水島裕プロデュースvol.5『笑う朗読』千穐楽
日本初!(おそらくですが)大笑いできる朗読、再び。
2年前はシアターモリエールで開催された「笑う朗読」。
今回はキャパも広く、品川プリンスホテル クラブeX。
水島裕さんのスカウトで、野沢雅子さんを筆頭に、前回以上に豪華なメンバーが集結。
脚本は新作4本立てのオムニバス。演出に野坂実さんを迎え、一部Wキャストでの上演。
1階は中央のステージをぐるりと囲んだA〜Dブロック席に分かれ、左右にサブステージと花道を配す。舞台真ん中の盆を利用して、観にくい場面や観やすい場面を満遍なく割り振るシステム。
四面上に設置されたモニタ画面には映像、音楽や効果音が絶妙であり、照明が実に上手い。本格的な舞台演出だ。
開場後から、着ぐるみの水島裕さんがお客様を明るく丁寧に誘導、握手までして貰える。
前説では裕さん自ら、特殊な舞台形式について詳細に説明。見えない部分は「心の眼で見てください」と。
朗読作品は4編。
「あの世で唄えば」瀬名快伸
冥土喫茶が登場し、井上母娘、もとい井上姉妹がメイド服で共演。大塚明夫の犬は「待たせたな」で反則だがw、関智一の変態妖怪はさすがのキモさ。脚本の瀬名快伸がオネエで登場。ボイトレにはもっとハードでリアルなスキルが欲しいところ。
「おかわり自由日記」小林由美子
小林由美子ブログ原案による前回からの続編。赤ん坊から保育園児に成長した子供に手を焼く母親の眼差し。寿美菜子のほぼ独壇場。節分の豆まきなら、予め小箱に豆を入れとけばいいじゃんとツッコミたいぐらい、他人の子育て日記などどうでもいい内容。
「戦友」さだまさし
ベテラン大塚明夫と山寺宏一の夢のイケメン対決。緩いけど白熱したやり取りとアクションは、まさに舞台劇。
「MACO 〜ぼくの姉貴〜」酒井晴人
野沢雅子さんの野沢雅子さんによる野沢雅子さんのための朗読劇。登場キャラの名前すべて、これまで野沢雅子さんが演ってきたもので、知ってる人ほどニヤリ。山寺宏一が弟・鉄平役で、語りで狂言回し。

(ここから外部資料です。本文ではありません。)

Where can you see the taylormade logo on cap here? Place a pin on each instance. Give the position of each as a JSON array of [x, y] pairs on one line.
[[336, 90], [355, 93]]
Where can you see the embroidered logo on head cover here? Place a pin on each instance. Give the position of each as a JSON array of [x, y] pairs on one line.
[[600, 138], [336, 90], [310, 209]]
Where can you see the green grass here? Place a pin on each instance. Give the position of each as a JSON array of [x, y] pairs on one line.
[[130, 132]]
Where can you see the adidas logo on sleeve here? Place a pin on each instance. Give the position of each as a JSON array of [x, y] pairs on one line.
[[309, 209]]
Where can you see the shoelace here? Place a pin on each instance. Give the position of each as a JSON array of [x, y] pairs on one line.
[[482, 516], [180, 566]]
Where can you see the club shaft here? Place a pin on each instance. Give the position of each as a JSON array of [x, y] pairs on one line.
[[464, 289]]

小学生から壮年まで自身と同年代の役を、子役を含めて全員が演じる。小野賢章と島崎信長、潘めぐみと悠木碧のコンビが面白い。水島裕は初恋の相手か。
MACO50代の野沢雅子の台詞は、慈愛に満ちた艶っぽい声でウットリ。相手の関智一が少年のような顔で受ける。

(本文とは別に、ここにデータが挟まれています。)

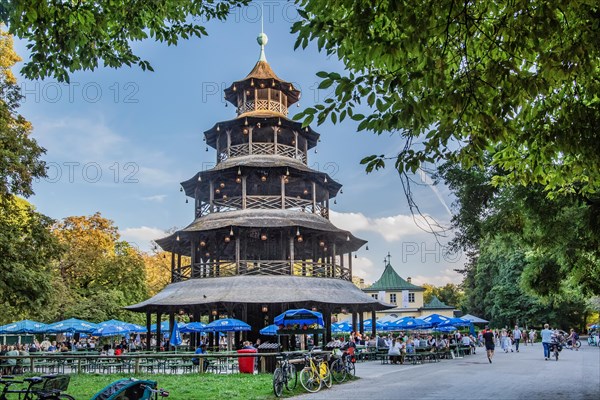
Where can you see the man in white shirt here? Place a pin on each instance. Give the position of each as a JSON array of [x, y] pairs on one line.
[[517, 335]]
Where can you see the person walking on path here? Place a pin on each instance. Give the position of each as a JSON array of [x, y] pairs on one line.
[[517, 335], [488, 339], [546, 340]]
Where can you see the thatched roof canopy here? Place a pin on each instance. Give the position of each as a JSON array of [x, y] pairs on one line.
[[308, 291]]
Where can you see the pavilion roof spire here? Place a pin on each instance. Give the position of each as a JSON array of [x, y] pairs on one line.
[[262, 38]]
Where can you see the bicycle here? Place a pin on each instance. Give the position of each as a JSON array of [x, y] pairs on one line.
[[315, 374], [285, 374], [342, 367], [47, 387]]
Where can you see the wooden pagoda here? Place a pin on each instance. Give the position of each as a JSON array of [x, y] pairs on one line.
[[261, 241]]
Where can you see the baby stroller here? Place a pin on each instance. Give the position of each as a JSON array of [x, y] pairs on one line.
[[131, 389]]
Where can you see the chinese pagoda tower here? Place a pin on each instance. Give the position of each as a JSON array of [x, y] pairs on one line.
[[261, 241]]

夢と希望とアクシンデント! ギネスビールってホントにあったのか。
「本物にはかなわない」「ツナギは明夫さんで」と巧みな舌戦の山寺宏一さんに、みんな口々に「山ちゃんヒドイ」。
それだけでは終わらず、ラストはギネス受賞の野沢雅子サマおめでとう!祭。
雅子さんをエスコートする信長くん、雅子さんにお願いして自らカメハメ波を食らう憲章くん、水島裕さん達が雅子さんとの思い出を語る。
1階席からは酒井晴人さん、バルコニー席からは野坂実さんが、水島裕さんから紹介されて顔を出して挨拶。

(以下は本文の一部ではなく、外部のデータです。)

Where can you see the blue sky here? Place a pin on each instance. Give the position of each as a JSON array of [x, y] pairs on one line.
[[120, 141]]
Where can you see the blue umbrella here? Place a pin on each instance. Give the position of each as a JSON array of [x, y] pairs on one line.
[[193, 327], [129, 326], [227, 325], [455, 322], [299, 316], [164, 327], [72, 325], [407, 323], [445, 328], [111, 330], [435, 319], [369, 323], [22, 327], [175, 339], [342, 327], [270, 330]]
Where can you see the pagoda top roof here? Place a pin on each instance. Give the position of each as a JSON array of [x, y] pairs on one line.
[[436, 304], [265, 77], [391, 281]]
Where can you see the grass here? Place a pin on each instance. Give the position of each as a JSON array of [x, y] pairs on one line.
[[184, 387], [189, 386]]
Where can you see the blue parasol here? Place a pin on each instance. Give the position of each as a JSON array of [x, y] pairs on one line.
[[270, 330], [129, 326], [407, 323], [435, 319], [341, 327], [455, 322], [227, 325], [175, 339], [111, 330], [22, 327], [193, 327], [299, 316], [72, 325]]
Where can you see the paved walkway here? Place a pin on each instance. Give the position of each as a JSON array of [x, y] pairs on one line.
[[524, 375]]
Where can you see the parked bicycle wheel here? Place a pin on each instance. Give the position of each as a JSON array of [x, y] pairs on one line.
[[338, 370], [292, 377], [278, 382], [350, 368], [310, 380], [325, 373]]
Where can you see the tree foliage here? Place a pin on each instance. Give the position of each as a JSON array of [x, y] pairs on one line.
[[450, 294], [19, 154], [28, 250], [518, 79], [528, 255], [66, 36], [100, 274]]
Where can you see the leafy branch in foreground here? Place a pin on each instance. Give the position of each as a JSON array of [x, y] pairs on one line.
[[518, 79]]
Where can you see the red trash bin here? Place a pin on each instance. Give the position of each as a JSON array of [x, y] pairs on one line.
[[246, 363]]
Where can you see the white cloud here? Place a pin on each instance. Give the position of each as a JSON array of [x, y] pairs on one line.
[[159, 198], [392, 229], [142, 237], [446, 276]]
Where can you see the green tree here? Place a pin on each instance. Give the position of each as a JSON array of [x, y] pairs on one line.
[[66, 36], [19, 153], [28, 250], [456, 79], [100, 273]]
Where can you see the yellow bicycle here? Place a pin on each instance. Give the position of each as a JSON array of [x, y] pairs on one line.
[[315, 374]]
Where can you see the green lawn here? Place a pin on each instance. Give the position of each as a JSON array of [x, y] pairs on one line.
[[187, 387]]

今回の「笑う朗読」は確かに本格的な演劇で、見応え聞き応えもあって、笑ったり感動もしたりした。
トリプルカテコまであり、最後の最後まで、あたたかい拍手と喝采が、出演者やスタッフを讃えていた。
次回、ラフィングライブ第三回公演『キャッシュ オン デリバリー』は11月上演決定。
これも劇団あかぺらで高木渉が演っていた作品。ぜひ観たい。